Second, was there any way, besides a c-section, that might have saved this doe? I think possibly that shoving the head back in caused the tear. If we had just hacked the head off, could that had helped?

The other reason she decided to put her down was that she had a hard time with a single buck last year as well, so probably would have been culled for it anyway.

It was all very sad.

Then, another friend called with a baby that needed tubing...sigh. But I think he'll be okay. He got bo-se, and he seems to be pretty active really.


----------



## MF-Alpines (Mar 29, 2010)

Nancy, there doesn't seem to be enough detail about the doe. Why was she put down? Did I miss something?

I had/have a doe that, two years in a row, kidded with a single LARGE buckling. She had a narrow pelvis. Her ligs softened, but the pelvis itself was too narrow. The first year (it was my first kidding), we lost the buckling. The second year, I couldn't get it out and had to call the vet. He couldn't get it out. He had me go back in because my hand is smaller.
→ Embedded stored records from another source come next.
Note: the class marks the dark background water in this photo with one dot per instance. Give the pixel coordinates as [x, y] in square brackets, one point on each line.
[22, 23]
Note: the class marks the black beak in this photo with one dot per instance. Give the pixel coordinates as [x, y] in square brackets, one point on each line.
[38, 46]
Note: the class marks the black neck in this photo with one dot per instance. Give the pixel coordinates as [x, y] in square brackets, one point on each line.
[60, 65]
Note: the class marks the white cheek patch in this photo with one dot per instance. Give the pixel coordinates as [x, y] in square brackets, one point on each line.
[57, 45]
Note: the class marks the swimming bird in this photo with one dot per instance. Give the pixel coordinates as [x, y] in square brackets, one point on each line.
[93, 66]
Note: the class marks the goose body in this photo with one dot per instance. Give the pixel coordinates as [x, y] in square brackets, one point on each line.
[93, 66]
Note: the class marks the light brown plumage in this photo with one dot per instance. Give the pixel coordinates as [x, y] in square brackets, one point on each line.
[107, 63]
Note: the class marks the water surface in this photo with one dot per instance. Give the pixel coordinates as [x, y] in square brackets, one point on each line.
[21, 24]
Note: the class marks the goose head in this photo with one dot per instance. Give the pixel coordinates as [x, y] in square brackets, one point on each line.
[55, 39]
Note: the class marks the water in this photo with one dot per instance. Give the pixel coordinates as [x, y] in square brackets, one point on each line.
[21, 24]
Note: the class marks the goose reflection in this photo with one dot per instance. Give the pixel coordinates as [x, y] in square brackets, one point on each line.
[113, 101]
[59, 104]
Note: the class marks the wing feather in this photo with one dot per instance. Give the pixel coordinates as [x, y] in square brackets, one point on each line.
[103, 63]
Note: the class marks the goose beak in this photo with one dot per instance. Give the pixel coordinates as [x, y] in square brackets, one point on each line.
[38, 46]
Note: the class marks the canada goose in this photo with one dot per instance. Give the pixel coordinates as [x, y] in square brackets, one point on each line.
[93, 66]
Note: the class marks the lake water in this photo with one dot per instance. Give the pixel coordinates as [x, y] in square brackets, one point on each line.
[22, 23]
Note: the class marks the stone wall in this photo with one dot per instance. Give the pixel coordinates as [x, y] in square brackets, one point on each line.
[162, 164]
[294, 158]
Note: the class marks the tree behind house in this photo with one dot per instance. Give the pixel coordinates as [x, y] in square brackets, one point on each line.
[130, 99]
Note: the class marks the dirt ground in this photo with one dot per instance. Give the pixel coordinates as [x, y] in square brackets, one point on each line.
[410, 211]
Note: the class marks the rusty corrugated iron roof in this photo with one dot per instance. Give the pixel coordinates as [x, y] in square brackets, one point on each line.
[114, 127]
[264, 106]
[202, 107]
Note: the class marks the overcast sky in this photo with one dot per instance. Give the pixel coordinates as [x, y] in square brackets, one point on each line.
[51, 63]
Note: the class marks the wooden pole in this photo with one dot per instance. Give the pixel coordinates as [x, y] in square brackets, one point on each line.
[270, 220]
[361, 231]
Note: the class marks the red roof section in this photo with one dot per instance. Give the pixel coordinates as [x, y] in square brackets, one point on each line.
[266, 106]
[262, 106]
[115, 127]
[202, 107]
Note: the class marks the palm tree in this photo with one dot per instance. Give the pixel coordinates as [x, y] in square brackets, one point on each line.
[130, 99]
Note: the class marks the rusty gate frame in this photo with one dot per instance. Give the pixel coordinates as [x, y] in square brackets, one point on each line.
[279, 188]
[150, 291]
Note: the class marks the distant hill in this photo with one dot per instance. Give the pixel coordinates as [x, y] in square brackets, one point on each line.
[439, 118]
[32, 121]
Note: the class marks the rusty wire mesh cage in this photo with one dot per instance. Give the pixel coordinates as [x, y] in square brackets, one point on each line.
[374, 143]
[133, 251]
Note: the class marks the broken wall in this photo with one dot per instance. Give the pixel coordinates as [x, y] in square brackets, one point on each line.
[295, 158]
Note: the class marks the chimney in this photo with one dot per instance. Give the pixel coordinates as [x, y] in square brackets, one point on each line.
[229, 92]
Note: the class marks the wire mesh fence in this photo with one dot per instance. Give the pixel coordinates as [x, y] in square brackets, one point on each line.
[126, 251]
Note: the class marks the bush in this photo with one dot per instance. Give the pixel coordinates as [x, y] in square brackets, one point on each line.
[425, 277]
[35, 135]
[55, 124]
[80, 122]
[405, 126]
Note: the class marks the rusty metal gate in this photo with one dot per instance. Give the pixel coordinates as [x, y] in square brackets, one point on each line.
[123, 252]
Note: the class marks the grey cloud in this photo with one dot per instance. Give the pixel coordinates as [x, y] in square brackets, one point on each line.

Had her on her back (ugh). No luck. Both times, there was one leg back. There was NO room to maneuver. The second kidding (2nd for me, 3rd for the doe), the vet had to cut the head off the kid. Even after that, we had a heck of a time getting that kid out. The doe was saved and I never bred her again. That's my cents.


----------



## fmg (Jul 4, 2011)

This doe was 8 years old, had kidded before, no problems...LA scores as a 6 year old, just looked it up, showed a score of 36 for rump, so don't think she was normally that narrow, things just weren't loosening up for some reason.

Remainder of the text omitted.